2.11. Determine (explicitly) a convergent subsequence of the sequence in R2 given for n =
1; 2; : : : by
xn =(e$^{n}$sin(n$\pi$/7),((4n+3/3n+4)cos(n$\pi$/3))

I know that the Bolzano-weierstrass theorem says that every bounded sequence has a convergent subsequence. I thought I should first check that the xn is bounded by checking each individual co-ordinate. however isn't x$_{n,1}$ not bounded? Therefore surely x$_{n}$ cannot have a convergent subsequence? as doesn't it just go to infinity? Help needed urgently!!

Thanks

Dick
Homework Helper

## Homework Statement

2.11. Determine (explicitly) a convergent subsequence of the sequence in R2 given for n =
1; 2; : : : by
xn =(e$^{n}$sin(n$\pi$/7),((4n+3/3n+4)cos(n$\pi$/3))

I know that the Bolzano-weierstrass theorem says that every bounded sequence has a convergent subsequence. I thought I should first check that the xn is bounded by checking each individual co-ordinate. however isn't x$_{n,1}$ not bounded? Therefore surely x$_{n}$ cannot have a convergent subsequence? as doesn't it just go to infinity? Help needed urgently!!

Thanks

Being unbounded doesn't necessarily mean a sequence has no convergent sequences. Think about the x and y coordinates separately. Can you find a convergent sequence of the x coordinate.

1 person
I know that the Bolzano-weierstrass theorem says that every bounded sequence has a convergent subsequence. I thought I should first check that the xn is bounded by checking each individual co-ordinate. however isn't x$_{n,1}$ not bounded? Therefore surely x$_{n}$ cannot have a convergent subsequence?
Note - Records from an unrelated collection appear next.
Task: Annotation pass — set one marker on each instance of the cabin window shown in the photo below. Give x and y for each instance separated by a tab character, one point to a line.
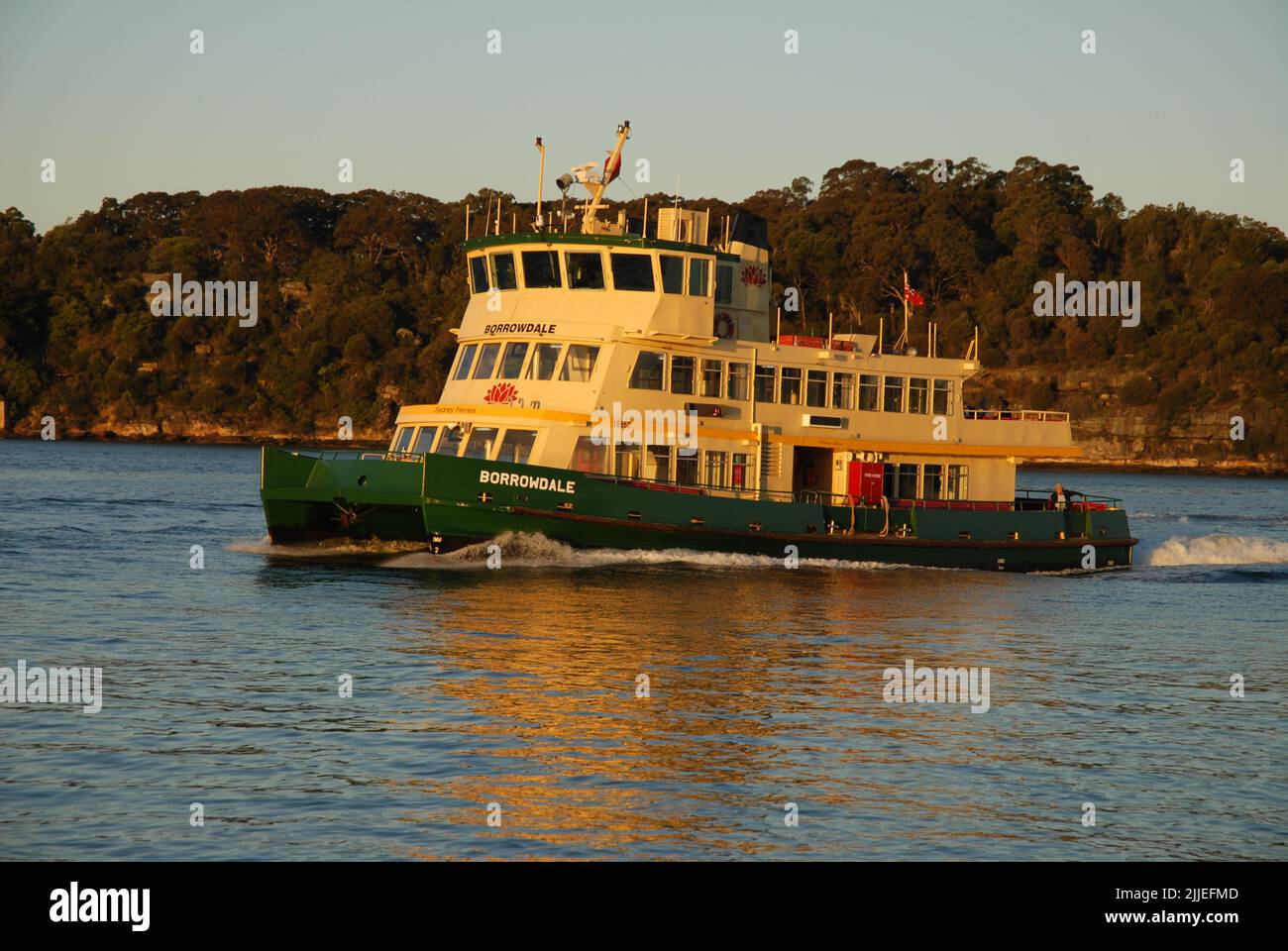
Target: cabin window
958	486
918	394
660	463
870	386
815	388
545	359
580	364
907	479
541	268
893	394
585	269
686	470
632	270
765	377
648	372
589	454
626	461
673	273
699	274
711	372
739	470
511	364
790	386
737	388
450	442
931	480
502	266
485	363
481	442
424	440
941	397
715	474
724	283
516	446
842	390
463	368
478	274
682	375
The B-W theorem doesn't say that if a sequence has a convergent subsequence it is bounded. Look at the first component. We know a priori that ##e^n## is headed for ##\infty##. So the only hope for a convergent subsequence on that component is to pick values of n where the sin pulls things down. What do you know about sin(n##\pi##)?